Article about a family that discovered it had the FFI gene.

http://en.wikipedia.org/wiki/Fatal_familial_insomnia

Wiki article

http://www.ncbi.nlm.nih.gov/pmc/articles/PMC1781306/

Scientific article on FFI.

 
Efros
771846.  Sun Jan 02, 2011 7:50 pm Reply with quote

I have about 6 hours sleep in me, no matter how tired i am or what time I go to bed 6 hours later I will be awake. I can be washed out but still cannot sleep for more than 6 hours at a time. If I'm wakened during the night I find it almost impossible to get back to sleep, my dog has caused many an uttered swear word as he decides 2 am is a good time to play the drums outside our bedroom door as he scratches himself and rattles his paw off the floor. It has been getting worse as I get older and I think at some point I will have to get something to knock me out as by the end of the week I am totally knackered.

 
suze
771848.  Sun Jan 02, 2011 7:53 pm Reply with quote

I'm rather like that. It's fine on school nights - go to bed a bit after 1, up a bit after 7, all is as it should be.
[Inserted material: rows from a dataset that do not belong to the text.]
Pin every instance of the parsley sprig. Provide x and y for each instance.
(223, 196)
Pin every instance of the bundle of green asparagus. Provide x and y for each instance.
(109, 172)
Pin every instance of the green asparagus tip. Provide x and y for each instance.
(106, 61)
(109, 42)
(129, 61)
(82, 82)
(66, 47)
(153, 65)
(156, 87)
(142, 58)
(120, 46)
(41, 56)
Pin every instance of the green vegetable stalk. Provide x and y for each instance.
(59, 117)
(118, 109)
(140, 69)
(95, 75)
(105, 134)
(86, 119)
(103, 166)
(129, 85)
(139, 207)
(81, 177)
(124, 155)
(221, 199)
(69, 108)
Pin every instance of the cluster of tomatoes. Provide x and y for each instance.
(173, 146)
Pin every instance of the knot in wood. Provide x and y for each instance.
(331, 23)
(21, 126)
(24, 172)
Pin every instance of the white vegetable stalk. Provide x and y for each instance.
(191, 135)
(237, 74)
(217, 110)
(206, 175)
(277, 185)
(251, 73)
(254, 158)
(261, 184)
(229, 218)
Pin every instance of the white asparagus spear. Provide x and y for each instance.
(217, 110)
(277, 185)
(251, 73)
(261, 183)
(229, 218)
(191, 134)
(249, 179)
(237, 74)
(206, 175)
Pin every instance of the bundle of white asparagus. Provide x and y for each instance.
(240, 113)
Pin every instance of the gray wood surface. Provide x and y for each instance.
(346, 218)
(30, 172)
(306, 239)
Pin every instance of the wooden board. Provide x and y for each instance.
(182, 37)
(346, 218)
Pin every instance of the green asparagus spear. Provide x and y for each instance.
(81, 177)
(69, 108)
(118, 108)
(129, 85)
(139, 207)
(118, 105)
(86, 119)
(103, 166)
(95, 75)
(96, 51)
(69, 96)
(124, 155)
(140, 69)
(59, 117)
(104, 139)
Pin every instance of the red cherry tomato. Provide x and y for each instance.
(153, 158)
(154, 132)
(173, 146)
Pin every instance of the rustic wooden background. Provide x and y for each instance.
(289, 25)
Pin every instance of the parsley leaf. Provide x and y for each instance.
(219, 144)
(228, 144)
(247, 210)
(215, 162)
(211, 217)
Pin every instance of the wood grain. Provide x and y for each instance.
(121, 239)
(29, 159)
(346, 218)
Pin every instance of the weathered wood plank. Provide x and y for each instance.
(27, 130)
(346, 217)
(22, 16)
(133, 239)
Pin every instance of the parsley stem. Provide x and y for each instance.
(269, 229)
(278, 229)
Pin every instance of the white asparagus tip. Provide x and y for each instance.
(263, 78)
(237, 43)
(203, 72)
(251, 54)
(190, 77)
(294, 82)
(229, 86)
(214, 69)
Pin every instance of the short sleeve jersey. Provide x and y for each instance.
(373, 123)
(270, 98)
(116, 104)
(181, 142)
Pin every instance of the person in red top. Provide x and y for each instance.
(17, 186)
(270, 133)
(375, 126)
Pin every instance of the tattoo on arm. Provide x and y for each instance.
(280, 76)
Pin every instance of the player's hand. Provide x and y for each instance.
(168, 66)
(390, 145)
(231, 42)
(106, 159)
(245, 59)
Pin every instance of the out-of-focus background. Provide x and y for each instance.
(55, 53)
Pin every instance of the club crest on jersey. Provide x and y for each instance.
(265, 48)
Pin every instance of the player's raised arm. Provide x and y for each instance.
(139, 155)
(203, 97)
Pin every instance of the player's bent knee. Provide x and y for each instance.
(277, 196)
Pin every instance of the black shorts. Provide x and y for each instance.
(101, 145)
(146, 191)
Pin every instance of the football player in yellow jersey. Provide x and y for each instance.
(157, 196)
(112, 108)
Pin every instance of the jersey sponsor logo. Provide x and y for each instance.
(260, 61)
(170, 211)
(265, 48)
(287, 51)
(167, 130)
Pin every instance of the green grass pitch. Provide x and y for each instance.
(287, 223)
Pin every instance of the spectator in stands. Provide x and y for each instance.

But during the hols, it can get a bit silly!

 
Efros
771850.  Sun Jan 02, 2011 7:55 pm Reply with quote

I'm at work a bit after 7, I'm up at 4 am. Habit of mine, I need a couple of hours to wake up fully so I always got up about 3 hours before I started work. In the UK that was 6 am, here in the States it's about 4 am.

 
Jenny
771870.  Sun Jan 02, 2011 8:53 pm Reply with quote

Ugh I can't cope with getting up early - and in fact knowing I have to get up early almost guarantees me a sleepless night. I never set the alarm unless I absolutely have to. Fortunately, I don't have to very often!